Researchers at Cern, the Swiss nuclear physics lab which is home to the world’s largest particle accelerator, the Large Hadron Collider (LHC) aren’t just searching for the origins of the universe – they’re also working on the future of big data.

The LHC experiments alone will generate some 22PB of data this year, and that’s after throwing away 99 per cent of what is recorded by the LHC detectors.

Because the LHC experiments generate vast amounts of information and the physicists access that data from more than 150 datacentres across the globe, Cern doesn’t rely on a relational database to store raw experimental data.

The raw data from CERN’s experiments is instead stored in ROOT structured files, which are better suited to physics analysis. Transactional relational databases, Oracle 11gR2 with Real Application Clusters and Active Data Guard, store metadata information that is used to manage that raw data.
Raw data is analysed using batch processing, but batch processing is slow and the lab plans to investigate ways to allow researchers to tap into larger pools of data and query that data more rapidly. In doing so the lab will be a testbed for future big data technologies for its private partners HP, Huawei, Intel, Oracle, and Siemens, all of whom work with Cern on the openlab research project.

“As the amount of data continues to grow we have to keep trying to optimise the rate at which we can process the data,” said Bob Jones, Cern’s head of openlab.

“If Cern shows what works, and we publish that information with HP, Oracle, Intel, Siemens or Huawei, then that’s beneficial to their other customers and to other business sectors as well.”

The lab plans to study ways that it could place more data from its experiments in both relational databases and data stores based on NoSQL technologies, such as Hadoop and Dynamo in Amazon’s S3’s cloud storage service.

NoSQL technologies are well-suited to scaling out data – to distributing it across many different server clusters – without the problems of increased data management complexity that affects relational databases. Cern also favours off-the-shelf computers in its IT estate, and NoSQL tech works well with clusters of cheap commodity servers.

“The sort of things we’re looking at are – can we use the links between the data in an Oracle database to extract it and put it in to some other environment, do some Hadoop-style processing and use some business logic on that data and then shift the results back into Oracle,” he said.

As Cern tries to find more efficient ways of handling big data it will factor in the continuing evolution in computer hardware, particularly the prediction that data centres that can carry out more than one billion, billion calculations per second will exist within five years and the advent of cheap cloud storage services such as Amazon S3.

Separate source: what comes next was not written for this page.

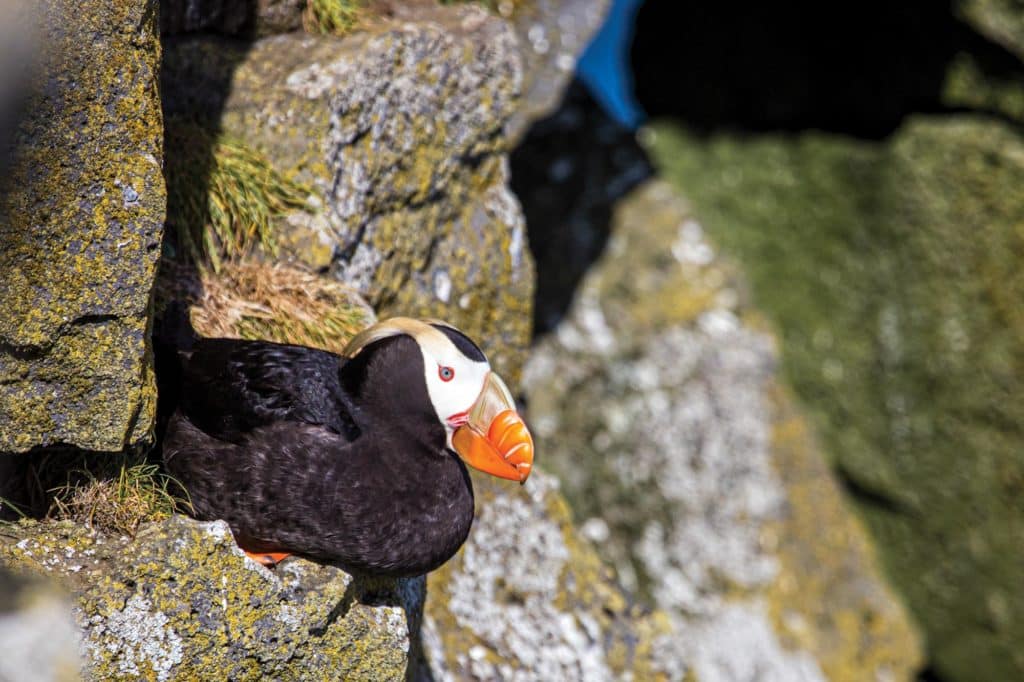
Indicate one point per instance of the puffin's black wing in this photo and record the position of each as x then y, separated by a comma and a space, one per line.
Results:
231, 386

“One of the question we are looking at is ‘Imagine you had an infinite amount of compute capacity’. What would you change in your programming model? Would you continue to throw away quite so much data?,” Jones said.

“If we can explore that with our partners they can see what are the potential avenues that ought to be explored, and what are the potential barriers they are going to have to overcome,” he said, adding that he anticipates the main difficulties in running exascale data centre will be providing enough power and moving data in and out of servers rapidly enough to avoid creating a bottleneck.

Cern recently struck a deal to expand its 65,000 processor core and 30 PB core computer centre by building an additional data centre in Hungary that will add 20,000 cores and 5.5PB of storage.

Much of the analysis of the data generated by Cern’s experiments is carried out by a network of more than 150 computing centres in the Worldwide LHC Computing Grid (WLCG). The WCLG puts some 150,000 processors at Cern’s disposal but the research institute is examining whether it could double that number by turning to cloud computing.